Mind if I use these on my Lara page?


----------



## John P (Sep 1, 1999)

I have the Nude Raider - I thought there was a similarity.


----------



## paulhelfrich (May 11, 2009)

Buc said:


> that is the 2nd Lara 'Global Marketing' did. The other Lara wasn't
> PG.
> 
> Mind if I use these on my Lara page?


Thanks for clearing that up! Sure, you are welcome to use them.


----------



## Xenodyssey (Aug 27, 2008)

Nicely painted. It does look like Lara.


----------



## Mark McGovern (Apr 25, 1999)

Holy [email protected]! When did Lara Croft get to be "old school"?? And if _she_ is of a certain vintage, what does that make _me_...???

Er, back to topic: fine work as always, Paul. And as always, I'll be looking forward to seeing La Croft in person at some upcoming shows.


----------



## Buc (Jan 20, 1999)

Moses told me you were the sob who started the party up while
he was busy w/ the bush!

(not saying that makes you old .... just sayin')


----------



## Trek Ace (Jul 8, 2001)

Oh, you kids!


----------



## Mark McGovern (Apr 25, 1999)

Buc said:


> Moses told me you were the sob who started the party up while he was busy w/ the bush!
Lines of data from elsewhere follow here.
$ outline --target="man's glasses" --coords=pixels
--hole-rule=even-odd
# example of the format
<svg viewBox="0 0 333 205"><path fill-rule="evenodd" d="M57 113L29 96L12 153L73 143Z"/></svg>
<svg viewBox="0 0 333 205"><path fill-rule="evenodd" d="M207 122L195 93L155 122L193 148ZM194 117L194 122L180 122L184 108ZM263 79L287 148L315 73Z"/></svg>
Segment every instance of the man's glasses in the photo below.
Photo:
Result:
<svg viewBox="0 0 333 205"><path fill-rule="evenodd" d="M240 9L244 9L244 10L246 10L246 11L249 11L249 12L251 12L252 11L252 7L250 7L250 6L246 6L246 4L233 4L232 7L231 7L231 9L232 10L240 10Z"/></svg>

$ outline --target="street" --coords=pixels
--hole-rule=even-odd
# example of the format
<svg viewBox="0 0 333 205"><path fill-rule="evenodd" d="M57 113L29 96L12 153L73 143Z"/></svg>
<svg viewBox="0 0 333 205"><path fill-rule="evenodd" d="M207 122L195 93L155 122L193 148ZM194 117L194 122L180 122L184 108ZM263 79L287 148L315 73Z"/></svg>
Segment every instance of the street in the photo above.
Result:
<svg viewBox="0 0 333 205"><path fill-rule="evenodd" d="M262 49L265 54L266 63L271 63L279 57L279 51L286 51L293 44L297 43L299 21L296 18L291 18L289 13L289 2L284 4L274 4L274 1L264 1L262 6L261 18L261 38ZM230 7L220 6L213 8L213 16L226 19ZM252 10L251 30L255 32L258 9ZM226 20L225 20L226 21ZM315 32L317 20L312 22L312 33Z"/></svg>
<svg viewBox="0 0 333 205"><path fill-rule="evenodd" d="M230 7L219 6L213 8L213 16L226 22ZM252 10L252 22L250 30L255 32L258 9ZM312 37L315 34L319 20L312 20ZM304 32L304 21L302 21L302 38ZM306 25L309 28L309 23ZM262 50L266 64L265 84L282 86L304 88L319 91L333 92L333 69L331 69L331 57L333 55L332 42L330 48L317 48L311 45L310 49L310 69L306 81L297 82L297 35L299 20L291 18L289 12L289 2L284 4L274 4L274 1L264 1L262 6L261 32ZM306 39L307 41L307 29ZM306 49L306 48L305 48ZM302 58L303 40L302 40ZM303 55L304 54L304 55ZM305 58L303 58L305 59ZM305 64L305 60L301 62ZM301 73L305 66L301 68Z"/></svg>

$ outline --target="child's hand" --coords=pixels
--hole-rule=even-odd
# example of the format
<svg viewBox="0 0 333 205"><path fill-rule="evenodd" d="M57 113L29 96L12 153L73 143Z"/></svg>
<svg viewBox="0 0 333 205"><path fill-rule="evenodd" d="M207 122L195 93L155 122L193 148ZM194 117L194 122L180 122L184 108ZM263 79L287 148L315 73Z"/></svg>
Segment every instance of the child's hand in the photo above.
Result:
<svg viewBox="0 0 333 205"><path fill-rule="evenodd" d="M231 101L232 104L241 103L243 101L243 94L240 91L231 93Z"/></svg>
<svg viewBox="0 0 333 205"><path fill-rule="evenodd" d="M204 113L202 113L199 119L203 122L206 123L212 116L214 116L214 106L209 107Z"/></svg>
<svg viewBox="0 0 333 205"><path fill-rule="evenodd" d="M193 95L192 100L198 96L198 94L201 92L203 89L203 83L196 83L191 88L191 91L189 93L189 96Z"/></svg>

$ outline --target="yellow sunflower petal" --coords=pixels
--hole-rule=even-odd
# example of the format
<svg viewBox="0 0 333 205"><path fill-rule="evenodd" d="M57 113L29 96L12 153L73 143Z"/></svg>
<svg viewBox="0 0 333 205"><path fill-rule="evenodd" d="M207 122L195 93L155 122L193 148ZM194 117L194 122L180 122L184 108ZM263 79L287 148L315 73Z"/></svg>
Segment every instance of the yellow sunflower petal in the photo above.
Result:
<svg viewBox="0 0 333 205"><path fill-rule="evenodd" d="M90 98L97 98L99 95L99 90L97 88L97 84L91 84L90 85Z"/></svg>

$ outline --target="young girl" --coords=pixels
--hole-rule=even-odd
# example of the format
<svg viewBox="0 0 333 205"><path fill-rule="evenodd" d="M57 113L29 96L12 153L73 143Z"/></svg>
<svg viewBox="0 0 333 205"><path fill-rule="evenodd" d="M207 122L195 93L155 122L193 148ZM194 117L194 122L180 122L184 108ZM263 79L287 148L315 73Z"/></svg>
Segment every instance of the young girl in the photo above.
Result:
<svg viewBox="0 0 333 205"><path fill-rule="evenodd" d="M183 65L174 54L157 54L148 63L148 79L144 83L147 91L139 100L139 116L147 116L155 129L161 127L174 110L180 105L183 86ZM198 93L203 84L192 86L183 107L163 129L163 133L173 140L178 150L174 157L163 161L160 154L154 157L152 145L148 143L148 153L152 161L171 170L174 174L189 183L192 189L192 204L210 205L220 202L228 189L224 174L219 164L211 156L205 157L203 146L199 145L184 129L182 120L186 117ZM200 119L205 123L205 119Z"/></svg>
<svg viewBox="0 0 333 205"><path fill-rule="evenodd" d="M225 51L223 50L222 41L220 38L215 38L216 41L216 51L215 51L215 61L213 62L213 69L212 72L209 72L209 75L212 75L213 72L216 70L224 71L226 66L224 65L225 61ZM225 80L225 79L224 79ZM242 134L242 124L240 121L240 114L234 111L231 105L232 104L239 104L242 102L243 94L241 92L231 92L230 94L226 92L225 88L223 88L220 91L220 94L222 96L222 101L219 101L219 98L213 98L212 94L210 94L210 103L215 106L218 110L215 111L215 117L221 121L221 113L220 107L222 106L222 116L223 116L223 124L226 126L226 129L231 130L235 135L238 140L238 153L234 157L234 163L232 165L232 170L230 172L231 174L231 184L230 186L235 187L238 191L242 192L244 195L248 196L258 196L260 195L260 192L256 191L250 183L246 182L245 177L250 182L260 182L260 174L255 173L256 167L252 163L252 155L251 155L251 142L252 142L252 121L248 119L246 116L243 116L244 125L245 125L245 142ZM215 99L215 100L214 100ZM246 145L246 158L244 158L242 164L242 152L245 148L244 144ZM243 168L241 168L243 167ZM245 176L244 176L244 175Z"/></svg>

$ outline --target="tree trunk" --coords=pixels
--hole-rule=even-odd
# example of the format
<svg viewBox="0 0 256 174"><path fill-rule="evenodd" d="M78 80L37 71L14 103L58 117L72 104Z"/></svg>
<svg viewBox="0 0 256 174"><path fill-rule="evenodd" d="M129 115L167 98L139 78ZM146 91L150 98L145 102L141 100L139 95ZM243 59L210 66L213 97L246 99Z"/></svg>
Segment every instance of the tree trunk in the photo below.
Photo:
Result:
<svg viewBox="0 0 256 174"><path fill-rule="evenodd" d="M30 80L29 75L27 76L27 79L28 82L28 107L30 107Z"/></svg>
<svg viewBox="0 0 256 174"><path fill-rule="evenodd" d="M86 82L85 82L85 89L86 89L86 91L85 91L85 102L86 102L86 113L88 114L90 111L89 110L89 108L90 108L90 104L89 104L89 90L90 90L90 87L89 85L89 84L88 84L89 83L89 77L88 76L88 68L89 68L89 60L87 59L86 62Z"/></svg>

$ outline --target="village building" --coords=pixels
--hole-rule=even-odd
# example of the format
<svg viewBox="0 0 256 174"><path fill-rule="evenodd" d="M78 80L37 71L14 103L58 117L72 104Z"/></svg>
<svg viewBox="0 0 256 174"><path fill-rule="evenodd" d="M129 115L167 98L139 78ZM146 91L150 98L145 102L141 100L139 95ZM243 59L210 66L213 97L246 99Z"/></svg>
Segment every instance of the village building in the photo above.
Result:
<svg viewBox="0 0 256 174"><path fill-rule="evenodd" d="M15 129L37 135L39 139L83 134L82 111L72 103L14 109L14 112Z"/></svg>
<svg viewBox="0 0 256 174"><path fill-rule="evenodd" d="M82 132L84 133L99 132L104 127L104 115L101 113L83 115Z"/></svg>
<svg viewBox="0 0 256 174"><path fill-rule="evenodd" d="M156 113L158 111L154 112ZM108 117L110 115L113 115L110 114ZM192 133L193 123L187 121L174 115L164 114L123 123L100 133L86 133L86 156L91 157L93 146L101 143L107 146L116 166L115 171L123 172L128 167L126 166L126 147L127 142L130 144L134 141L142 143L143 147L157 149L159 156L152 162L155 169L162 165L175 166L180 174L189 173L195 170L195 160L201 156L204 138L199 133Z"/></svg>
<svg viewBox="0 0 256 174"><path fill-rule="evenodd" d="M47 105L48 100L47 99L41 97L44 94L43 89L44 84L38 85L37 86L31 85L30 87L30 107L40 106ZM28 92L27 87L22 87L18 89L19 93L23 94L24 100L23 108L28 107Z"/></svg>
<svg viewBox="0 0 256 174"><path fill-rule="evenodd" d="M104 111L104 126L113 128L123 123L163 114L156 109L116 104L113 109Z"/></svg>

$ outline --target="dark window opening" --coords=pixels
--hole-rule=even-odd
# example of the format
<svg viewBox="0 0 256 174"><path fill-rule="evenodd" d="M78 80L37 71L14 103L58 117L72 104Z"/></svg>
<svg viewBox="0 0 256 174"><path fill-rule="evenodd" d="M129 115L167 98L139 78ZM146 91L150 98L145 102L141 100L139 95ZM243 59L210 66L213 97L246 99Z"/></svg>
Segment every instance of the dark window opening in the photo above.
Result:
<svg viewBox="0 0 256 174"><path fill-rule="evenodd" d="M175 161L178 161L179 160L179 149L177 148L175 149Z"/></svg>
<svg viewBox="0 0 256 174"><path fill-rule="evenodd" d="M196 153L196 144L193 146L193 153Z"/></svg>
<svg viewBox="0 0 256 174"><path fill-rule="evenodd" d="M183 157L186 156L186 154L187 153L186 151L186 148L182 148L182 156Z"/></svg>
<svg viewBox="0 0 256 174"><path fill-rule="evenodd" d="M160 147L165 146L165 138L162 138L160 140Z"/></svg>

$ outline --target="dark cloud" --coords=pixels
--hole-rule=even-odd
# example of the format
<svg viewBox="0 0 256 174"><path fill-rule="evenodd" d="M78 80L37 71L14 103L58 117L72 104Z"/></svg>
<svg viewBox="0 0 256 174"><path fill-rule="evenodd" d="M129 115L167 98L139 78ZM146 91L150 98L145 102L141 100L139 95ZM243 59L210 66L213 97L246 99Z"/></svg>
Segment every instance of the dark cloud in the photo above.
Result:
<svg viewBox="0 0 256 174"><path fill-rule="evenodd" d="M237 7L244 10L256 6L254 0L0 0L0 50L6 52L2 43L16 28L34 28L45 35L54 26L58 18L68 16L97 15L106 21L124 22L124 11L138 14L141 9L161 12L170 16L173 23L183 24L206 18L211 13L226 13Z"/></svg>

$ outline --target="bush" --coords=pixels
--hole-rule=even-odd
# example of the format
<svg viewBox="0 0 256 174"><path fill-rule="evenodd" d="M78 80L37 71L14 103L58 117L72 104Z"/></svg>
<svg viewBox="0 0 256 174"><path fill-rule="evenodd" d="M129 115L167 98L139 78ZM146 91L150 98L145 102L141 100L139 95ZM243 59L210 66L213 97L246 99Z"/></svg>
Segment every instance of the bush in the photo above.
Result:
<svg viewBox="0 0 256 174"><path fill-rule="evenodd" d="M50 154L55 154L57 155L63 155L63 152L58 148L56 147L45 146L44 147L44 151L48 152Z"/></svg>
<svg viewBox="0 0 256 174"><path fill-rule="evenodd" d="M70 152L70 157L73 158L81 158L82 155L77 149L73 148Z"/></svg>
Well, he wasn't _at_ the party, now was he, Buc? I didn't start the party, just read the handwriting on the wall and left before it was over. I hear my hangover wasn't as bad as it was for _some_ of those guys...

Back to topic...what was it again - ? :freak:


----------



## aussiemuscle308 (Dec 2, 2014)

It's a fine Lara figure you have there. a bit buff for me.



Mark McGovern said:


> When did Lara Croft get to be "old school"?? /QUOTE]
> 
> old school lara wouldn't be so curvy! She initially had rather pointed breasts (due to limited polygons, mind)


----------